Wednesday, August 23, 2006

Is Windows inherently more vulnerable to malware attacks than OS X?

Tom Yager at InfoWorld must have his flame-retardant suit on today because he asks the question if Is Windows inherently more vulnerable to malware attacks than OS X? The first question for Mr. Yager is why was he swapping out an Xserve G5 for a Windows server anyway? The next is why was the Windows Server service Internet accessible in the first place? It's been a recommended best practice since worms starting targeting this service in Windows 2000 to make sure that is firewalled off from the Internet, and with Windows Firewall you can configure it to only respond to requests from internal IP's However, his billion (million just not being what it used to) dollar question still stands. I dont' remember anyone of any serious technical depth truly going on record and declaring OS X superior to malware by design and enumerating a number of reasons why they believe that to be the case. I don't think its very controversial to say that Windows has some serious design flaws that cause a number of problems, and those design flaws make eliminating or preventing malware much harder than it should be. I think Mr. Yager lists a good number of them, but he does make a few mistakes. In Windows XP and 2003, not all services (daemons in UNIX verbiage) launch as SYSTEM (LocalSystem in the Services MMC), there are two lower privileged accounts that are used, Local Service and Network Service. A TechNet article has the details, but the summary is:
  • Local System - Exactly as Yager describes, it is the SYSTEM
  • Local Service - Equivalent to an account in the Users group, it access network resources as a "null session with no credentials"

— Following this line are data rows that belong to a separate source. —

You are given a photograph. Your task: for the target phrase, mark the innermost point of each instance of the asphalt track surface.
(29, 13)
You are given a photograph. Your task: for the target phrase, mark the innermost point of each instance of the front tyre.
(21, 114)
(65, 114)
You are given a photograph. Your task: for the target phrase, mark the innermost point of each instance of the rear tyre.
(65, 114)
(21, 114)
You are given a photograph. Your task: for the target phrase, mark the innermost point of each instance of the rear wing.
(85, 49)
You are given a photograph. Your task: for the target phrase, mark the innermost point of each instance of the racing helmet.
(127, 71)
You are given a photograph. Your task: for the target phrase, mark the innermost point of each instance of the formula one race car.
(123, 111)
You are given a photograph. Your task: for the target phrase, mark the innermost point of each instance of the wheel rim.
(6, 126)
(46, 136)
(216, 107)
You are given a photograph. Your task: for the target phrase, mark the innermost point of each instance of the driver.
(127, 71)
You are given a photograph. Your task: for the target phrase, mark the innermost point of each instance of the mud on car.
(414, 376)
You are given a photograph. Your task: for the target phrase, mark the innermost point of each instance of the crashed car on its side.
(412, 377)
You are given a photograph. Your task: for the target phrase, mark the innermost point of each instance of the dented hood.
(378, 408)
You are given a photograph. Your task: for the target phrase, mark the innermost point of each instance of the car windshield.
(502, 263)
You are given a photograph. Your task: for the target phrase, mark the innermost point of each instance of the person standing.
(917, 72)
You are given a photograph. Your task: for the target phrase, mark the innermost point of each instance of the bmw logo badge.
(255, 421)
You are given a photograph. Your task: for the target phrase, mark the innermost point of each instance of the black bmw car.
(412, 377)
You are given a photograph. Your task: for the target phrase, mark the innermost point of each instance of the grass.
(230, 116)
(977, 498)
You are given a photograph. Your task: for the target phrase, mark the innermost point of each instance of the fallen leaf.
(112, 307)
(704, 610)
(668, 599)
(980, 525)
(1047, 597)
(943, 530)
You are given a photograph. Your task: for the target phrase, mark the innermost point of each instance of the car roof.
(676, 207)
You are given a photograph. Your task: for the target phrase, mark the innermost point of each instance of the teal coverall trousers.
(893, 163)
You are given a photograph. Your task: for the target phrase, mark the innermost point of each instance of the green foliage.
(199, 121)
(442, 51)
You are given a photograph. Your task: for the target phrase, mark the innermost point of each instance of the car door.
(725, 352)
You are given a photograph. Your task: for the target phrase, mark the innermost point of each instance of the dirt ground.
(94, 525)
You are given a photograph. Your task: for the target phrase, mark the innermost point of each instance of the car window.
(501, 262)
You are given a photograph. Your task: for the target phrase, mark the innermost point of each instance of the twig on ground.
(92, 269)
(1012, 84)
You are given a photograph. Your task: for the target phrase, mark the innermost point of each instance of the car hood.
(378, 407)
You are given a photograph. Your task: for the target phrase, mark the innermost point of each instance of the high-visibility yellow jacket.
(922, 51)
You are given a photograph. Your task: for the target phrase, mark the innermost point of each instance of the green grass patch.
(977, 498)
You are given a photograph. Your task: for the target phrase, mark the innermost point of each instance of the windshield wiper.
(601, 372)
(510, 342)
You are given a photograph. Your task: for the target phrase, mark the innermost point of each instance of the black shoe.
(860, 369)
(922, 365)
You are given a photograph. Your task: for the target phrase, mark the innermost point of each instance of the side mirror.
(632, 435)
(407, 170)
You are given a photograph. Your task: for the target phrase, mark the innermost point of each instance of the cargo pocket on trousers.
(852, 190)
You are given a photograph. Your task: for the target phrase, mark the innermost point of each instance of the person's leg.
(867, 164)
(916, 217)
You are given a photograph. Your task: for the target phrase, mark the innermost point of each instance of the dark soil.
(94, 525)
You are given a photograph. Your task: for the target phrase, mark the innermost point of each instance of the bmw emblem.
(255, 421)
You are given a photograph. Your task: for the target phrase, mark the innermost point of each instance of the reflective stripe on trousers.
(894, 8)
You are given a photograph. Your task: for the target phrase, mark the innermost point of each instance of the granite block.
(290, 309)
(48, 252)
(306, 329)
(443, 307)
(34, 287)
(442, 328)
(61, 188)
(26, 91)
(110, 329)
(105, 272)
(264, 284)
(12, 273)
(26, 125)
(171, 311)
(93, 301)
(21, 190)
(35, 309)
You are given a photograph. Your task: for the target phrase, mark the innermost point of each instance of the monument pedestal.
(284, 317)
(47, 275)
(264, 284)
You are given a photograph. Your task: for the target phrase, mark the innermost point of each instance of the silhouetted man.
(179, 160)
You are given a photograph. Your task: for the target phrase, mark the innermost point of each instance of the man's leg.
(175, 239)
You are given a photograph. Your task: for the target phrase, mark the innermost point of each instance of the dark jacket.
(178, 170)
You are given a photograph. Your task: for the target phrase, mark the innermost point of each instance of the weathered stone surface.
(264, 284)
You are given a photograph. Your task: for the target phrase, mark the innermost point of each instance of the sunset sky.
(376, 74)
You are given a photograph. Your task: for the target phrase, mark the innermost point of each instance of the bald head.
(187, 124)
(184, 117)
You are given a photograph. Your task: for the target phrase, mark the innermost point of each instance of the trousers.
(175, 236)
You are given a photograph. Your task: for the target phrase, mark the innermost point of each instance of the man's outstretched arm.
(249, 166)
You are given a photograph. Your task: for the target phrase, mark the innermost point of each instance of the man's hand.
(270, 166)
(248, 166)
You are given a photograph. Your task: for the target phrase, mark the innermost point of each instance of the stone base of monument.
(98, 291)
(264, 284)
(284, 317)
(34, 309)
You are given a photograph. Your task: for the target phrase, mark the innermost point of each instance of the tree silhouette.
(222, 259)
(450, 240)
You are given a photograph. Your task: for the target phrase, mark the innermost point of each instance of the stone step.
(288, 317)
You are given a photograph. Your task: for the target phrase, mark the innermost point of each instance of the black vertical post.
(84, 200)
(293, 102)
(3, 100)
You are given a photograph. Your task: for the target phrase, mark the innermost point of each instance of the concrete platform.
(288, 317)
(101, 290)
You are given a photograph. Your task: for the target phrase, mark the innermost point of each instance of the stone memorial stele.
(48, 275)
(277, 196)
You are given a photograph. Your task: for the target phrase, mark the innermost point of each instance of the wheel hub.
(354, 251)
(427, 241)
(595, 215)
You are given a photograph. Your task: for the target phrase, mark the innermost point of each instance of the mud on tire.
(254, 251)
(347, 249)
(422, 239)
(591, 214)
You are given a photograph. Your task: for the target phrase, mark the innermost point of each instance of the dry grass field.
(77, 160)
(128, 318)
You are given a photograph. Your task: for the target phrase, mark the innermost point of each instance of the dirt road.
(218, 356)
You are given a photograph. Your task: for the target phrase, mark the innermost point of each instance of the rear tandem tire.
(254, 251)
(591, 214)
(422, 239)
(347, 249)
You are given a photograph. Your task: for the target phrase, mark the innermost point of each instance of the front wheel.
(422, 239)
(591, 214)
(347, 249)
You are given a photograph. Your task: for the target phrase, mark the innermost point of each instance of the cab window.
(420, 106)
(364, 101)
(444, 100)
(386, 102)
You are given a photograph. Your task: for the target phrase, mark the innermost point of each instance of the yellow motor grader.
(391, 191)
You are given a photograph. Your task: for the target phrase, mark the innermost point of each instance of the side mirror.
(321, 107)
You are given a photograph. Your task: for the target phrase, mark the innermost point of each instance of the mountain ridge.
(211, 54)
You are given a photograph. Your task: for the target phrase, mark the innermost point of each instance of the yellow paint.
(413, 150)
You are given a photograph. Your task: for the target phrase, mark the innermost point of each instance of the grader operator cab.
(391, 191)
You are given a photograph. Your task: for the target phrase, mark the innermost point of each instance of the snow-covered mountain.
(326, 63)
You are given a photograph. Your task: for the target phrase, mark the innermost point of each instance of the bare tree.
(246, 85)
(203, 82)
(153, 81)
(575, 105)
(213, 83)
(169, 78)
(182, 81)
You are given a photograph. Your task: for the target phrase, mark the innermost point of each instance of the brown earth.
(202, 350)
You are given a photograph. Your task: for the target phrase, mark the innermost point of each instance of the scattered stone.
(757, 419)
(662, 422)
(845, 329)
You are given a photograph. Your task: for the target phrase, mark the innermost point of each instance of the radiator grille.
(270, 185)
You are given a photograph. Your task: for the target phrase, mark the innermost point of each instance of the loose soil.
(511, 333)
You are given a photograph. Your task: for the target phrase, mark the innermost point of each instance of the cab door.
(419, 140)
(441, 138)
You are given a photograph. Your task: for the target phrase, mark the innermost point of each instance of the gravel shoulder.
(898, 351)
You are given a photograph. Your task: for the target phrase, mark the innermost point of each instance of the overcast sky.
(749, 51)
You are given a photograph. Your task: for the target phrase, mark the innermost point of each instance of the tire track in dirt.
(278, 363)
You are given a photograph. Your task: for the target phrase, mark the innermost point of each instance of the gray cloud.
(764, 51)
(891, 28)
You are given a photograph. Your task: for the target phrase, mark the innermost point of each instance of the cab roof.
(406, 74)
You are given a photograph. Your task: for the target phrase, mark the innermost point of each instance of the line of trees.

  • Network Service - Equivalent to an account in the Users group, but it accesses network resources as the computer account/
On my Windows XP SP2 system right now, I have A LOT of services running, 48 of them, it is a constant source of worry, e.g. do I absolutely need all this stuff running, here is the breakdown on service accounts:
Local Service4 services
Network Service2 services
Local System (i.e. SYSTEM)42 services
That is a lot of code that could potentially compromise any system, and it's not all Microsoft's, Symantec, Lotus, Apple, Check Point, and IBM all have services running as Local System. I am nowhere near technically competent on UNIX or OS X specific internals to suggest that Mr. Yager is correct about OS X's design. My deepest technical knowledge is on the Windows and .NET stacks, so there is no way I can judge if the list of OS X design choices absolutely prevent malware, but if Mr. Yager is correct in his OS X assertions, that sounds like better more manageable design then what MS has ended up with in the production versions of Windows. I don't think it's controversial to suggest MS is well aware of these problems is making a lot of changes in Vista, the most visible being User Account Control. this link details the "Security and Data Protection" improvements in Vista, and there is a section on Windows Services hardening. This is particular telling about previous versions of Windows:
Windows services represent a large percentage of the overall attack surface in Windows—from the perspective of the quantity of overall "always-on" code footprint in the system, and the privilege level of that code. Windows Vista limits the number of services that are running and operational by default. Today, many system and third-party services run in the LocalSystem account, where any breach could lead to unbounded damage to the local machine—including disk formatting, user data access, or driver installation.
Read the whole article for the steps MS has taken in Vista to harden Windows Services. Will these protections make Vista more secure than XP? I would put money on it. Riddle me this: When Vista comes out and the security design changes, which emulate OS X security design decisions from years ago, result in a reduction in malware, spyware, virus, etc., would anyone ever again seriously claim that OS X was more secure primarily through obscurity instead of primarily through better design and implementation? I am not looking forward to Vista from an end-user perspective, but I am eager to see if the security design changes make computing more safe for Windows users.